Role of Matrix Stiffness and Genetic Risk Factors in AMD-Associated Epithelial-to-Mesenchymal Transition

PROJECT SUMMARY Several lifestyle and genetic major risk factors for age-related macular degeneration (AMD) are generally associated with increases in extracellular matrix (ECM) stiffness. In other tissue systems, changes in ECM stiffness are known to elicit pathological epithelial-to-mesenchymal transition (EMT), in which once-

mature cells de-specialize and transform to a proliferative, migratory, and fibrotic phenotype. EMT of retinal pigmented epithelial (RPE) and choroidal endothelial cells (ChECs) is acknowledged as a hallmark of AMD, but the relationships between AMD risk factors and EMT remain unknown. To better understand and treat

AMD, there is a critical need to determine how RPE and ChECs respond to changes in ECM stiffness. In this application, the overall objective is to determine how matrix biomechanics impact RPE and ChEC fate using in vitro and ex vivo models of tissue stiffening. The central hypothesis is that matrix stiffening plays a role in

chorioretinal EMT by activation of mechanical transduction signaling pathways. The rationale for the proposed research is that detailed understanding of the role tissue stiffening plays in AMD progression is likely to provide a solid foundation upon which to base the development of preclinical interventions targeting druggable

signaling pathways for treatment of early AMD. Two specific aims will be used to test the central hypothesis. Aim 1: determine how matrix stiffening impacts RPE and ChEC EMT in vitro. Human induced pluripotent stem cells (iPSCs), including some from donors with high-risk ARMS2/HTRA1 polymorphisms, will be differentiated

to RPE and ChECs and seeded on hydrogels that match the stiffness of the RPE/choroid tissue complex. Step changes in matrix stiffness that correspond to moderate and advanced aging will be instigated using in situ photocrosslinking. Migration, proliferation, loss of RPE and ChEC markers, gain of mesenchymal markers,

activation of mechanical transduction pathways will be characterized. Aim 2: demonstrate that matrix stiffening leads to chorioretinal tissue EMT ex vivo. Porcine RPE/choroid tissue will be used to create an ex vivo model of tissue stiffening via photocrosslinking and subsequent tissue culture with or without exogenous HTRA1.

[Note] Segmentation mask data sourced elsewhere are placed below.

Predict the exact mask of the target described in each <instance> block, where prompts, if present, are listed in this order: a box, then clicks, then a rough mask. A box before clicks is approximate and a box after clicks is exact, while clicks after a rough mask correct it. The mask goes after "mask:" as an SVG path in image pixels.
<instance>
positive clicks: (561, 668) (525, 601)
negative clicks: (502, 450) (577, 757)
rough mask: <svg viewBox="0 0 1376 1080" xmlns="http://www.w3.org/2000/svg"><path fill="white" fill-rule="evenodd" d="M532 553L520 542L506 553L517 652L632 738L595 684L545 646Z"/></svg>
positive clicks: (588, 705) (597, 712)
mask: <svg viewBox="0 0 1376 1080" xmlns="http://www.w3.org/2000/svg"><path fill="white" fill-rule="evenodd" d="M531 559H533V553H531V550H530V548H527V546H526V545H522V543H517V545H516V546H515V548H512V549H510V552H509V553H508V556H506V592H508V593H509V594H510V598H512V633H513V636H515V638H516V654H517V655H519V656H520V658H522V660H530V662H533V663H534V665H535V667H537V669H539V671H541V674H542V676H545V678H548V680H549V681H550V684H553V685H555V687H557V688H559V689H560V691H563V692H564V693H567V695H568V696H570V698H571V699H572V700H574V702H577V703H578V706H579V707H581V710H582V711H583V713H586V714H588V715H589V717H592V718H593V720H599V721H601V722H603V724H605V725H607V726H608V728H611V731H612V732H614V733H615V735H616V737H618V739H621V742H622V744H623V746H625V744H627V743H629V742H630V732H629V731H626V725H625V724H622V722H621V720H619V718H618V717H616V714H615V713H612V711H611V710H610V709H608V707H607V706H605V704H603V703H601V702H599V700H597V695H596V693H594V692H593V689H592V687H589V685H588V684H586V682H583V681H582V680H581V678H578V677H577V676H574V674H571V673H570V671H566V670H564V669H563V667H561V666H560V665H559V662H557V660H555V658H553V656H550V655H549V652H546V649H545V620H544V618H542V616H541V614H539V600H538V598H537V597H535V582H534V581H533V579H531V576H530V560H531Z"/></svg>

Human donor RPE/choroid tissue (AMD and age-matched controls) will also be evaluated. For all tissue types, spatial stiffness maps will be created using atomic force microscopy, with simultaneous imaging of EMT protein localization. The proposed research is innovative because it uses new approaches to in situ matrix stiffening,

focuses on matrix stiffness as a possible contributor to AMD pathophysiology, and explores the interplay between genetic risk factors and EMT. The primary expected outcome of the proposed research is a detailed understanding of the intersections between matrix stiffness, genetic risk, and EMT of RPE/choroid in the

context of AMD. This contribution will be significant because it is likely to set the stage for identifying new or combinatorial therapeutic strategies for AMD that could address subretinal fibrosis and inflammation, or otherwise enable AMD progression to be slowed, stalled, or reversed.